Shortly after, another Khitan army arrived, and Wang Yanqiu and Zhang Yanlang withdrew some distance away from Dingzhou. Wang Du and Tunei took the opportunity to chase them to Quyang (曲陽, in modern Baoding), but fell into a trap laid by Wang Yanqiu and were defeated with heavy casualties, forcing them to flee back to Dingzhou. Wang Yanqiu also defeated another subsequent wave of Khitan reinforcements, and then put Dingzhou under siege again. With Khitan forces discouraged by their defeat at Wang Yanqiu's hands, Dingzhou's situation became difficult. As a desperate measure, Wang welcomed one Li Jitao (李繼陶)—a commoner boy that Emperor Zhuangzong had taken on one of his campaigns and adopted as his own son, but whom Emperor Mingzong had sent out of the palace when he took the throne—to Dingzhou, and had him put on the emperor's yellow robe and sit on the city wall, stating to Wang Yanqiu, "This is the son of Emperor Zhuangzong, who is now to be emperor. You, Lord, had received the graces from the deceased emperor. How can you not think of him?" Wang Yanqiu, however, pointed out that this was a useless trick, and did not relent on his attack.

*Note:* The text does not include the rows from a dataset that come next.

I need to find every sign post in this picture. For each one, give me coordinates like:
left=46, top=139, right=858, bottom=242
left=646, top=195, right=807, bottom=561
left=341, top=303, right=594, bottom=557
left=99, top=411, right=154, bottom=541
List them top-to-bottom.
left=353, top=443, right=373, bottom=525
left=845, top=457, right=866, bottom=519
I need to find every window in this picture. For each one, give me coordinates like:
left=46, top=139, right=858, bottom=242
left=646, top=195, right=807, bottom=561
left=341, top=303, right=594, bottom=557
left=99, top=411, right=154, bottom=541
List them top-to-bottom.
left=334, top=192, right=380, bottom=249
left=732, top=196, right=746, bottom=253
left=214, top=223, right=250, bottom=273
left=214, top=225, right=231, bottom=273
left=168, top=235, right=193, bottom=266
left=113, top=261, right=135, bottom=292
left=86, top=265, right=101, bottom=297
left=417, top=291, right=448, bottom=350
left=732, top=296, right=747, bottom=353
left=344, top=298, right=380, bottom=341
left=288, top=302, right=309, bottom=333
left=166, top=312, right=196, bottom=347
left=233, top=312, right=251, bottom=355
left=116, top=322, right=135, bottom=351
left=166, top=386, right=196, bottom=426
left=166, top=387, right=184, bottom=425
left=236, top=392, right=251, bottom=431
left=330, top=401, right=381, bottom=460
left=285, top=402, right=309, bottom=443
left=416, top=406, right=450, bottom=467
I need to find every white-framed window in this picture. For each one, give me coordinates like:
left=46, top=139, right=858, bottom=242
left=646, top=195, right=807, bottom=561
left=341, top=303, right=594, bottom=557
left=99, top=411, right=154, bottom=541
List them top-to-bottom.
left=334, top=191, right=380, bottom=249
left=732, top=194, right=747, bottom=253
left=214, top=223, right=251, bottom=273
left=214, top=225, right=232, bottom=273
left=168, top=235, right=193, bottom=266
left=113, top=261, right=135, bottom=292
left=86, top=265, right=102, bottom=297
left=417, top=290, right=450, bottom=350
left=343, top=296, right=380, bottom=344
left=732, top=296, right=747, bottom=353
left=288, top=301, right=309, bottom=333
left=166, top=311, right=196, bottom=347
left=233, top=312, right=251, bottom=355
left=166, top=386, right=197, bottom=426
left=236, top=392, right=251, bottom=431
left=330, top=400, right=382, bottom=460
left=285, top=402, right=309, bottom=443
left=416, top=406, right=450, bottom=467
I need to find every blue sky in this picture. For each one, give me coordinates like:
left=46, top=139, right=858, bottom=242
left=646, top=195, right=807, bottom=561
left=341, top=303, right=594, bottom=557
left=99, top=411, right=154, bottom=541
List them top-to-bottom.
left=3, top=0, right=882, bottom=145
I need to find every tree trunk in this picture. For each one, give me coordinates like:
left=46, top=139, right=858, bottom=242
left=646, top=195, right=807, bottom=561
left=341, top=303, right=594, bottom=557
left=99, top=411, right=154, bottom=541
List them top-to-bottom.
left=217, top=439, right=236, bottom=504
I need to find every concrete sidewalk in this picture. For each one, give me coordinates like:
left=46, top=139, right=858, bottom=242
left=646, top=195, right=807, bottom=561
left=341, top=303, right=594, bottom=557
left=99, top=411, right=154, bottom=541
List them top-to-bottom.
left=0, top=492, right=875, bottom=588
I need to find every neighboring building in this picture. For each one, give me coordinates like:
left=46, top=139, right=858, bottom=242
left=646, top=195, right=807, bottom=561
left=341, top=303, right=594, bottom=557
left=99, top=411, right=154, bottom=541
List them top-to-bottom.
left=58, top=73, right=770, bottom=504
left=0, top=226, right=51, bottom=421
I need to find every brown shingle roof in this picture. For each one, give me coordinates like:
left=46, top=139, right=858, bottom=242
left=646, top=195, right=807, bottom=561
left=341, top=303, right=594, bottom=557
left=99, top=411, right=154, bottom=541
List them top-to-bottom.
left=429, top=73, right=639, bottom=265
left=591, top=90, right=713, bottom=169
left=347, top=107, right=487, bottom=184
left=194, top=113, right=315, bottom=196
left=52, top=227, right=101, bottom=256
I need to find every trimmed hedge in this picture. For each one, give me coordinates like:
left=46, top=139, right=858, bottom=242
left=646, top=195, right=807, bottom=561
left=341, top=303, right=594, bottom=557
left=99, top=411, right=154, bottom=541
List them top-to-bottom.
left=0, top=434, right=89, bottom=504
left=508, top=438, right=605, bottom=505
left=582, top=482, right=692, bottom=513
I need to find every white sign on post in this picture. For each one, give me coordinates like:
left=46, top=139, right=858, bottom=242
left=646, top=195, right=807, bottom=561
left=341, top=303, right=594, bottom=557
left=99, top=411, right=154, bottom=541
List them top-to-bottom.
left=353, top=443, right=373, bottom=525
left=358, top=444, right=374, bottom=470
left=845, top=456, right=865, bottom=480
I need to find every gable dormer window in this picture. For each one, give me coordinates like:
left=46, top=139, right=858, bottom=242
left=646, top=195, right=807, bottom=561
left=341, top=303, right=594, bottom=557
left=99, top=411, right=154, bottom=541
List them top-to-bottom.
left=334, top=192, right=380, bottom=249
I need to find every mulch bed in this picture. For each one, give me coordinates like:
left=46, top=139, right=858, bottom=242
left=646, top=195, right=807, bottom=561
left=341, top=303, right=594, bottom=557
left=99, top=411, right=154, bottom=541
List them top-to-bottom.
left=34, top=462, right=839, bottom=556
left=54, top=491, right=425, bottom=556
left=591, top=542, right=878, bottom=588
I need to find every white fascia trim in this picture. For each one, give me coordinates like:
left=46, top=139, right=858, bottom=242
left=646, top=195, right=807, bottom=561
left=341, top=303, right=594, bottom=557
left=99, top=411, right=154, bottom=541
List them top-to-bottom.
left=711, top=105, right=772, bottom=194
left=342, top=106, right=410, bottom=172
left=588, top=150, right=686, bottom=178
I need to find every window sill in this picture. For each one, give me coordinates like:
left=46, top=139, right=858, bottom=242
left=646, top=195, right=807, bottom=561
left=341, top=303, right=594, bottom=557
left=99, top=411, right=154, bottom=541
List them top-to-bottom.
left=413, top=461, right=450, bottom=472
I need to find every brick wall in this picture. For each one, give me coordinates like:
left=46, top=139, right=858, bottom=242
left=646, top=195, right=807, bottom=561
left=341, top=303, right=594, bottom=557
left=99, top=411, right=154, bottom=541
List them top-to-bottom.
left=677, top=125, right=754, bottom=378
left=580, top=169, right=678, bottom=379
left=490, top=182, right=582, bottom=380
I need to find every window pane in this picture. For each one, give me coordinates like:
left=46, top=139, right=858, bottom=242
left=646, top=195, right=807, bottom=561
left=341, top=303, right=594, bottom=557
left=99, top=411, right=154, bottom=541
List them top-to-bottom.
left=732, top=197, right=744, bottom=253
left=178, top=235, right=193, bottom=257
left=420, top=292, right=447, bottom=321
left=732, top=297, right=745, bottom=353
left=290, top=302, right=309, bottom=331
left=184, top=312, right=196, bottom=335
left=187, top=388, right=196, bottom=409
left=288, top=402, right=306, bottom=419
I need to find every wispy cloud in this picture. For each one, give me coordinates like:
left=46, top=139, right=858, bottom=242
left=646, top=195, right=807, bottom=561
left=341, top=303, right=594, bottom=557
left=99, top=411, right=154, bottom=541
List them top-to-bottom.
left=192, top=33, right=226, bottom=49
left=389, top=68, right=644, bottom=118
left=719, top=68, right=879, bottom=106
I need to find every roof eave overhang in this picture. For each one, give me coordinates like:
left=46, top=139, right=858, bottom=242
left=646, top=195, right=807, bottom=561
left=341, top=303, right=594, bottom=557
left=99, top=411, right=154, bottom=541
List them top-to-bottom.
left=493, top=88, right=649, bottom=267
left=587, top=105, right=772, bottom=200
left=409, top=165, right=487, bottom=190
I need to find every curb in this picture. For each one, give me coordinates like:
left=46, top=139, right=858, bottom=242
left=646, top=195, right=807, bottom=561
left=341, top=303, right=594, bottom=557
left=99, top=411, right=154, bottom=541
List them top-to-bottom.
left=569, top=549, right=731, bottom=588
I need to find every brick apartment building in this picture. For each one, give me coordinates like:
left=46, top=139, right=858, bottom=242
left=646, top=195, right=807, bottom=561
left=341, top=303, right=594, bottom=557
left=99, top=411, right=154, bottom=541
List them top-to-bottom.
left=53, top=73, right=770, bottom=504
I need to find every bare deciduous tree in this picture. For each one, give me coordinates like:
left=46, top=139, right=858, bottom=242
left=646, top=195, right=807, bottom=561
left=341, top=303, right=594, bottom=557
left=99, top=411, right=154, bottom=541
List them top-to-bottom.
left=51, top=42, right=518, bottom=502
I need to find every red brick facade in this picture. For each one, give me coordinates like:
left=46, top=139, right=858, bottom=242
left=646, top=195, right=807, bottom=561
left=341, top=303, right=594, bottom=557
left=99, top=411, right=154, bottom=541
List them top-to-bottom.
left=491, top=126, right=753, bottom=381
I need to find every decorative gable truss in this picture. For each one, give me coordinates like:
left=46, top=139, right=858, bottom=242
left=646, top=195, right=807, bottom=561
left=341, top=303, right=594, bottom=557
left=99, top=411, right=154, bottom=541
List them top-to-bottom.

However, Wang Du was, for months, effective at holding Dingzhou's defenses. He also kept close watch on his officers, and any officer who were about to defect to the imperial forces would be killed. Emperor Mingzong sent messengers to push Wang Yanqiu into attacking more directly, but Wang Yanqiu showed the secureness of the defenses to the imperial messengers, and insisted that it was better to keep the city under siege and then wait for it to collapse on its own. Emperor Mingzong agreed. In spring 929, Wang Du and Tunei tried to fight their way out of the siege, but could not. Shortly after, Wang Du's officer Ma Rangneng (馬讓能) opened up the city gates to let the imperial forces in. Wang Du and his family committed suicide by fire. Wang Du had maintained an extensive collection of books, which he collected by sending messengers to buy up rare books at the time that Zhang Wenli's son Zhang Chujin was defeated at Chengde, and when Later Liang was conquered. In his suicide, the book collection was also destroyed. Four of his sons and one of his brothers (presumably from the Liu line) were captured (along with Tunei) and presented to Emperor Mingzong.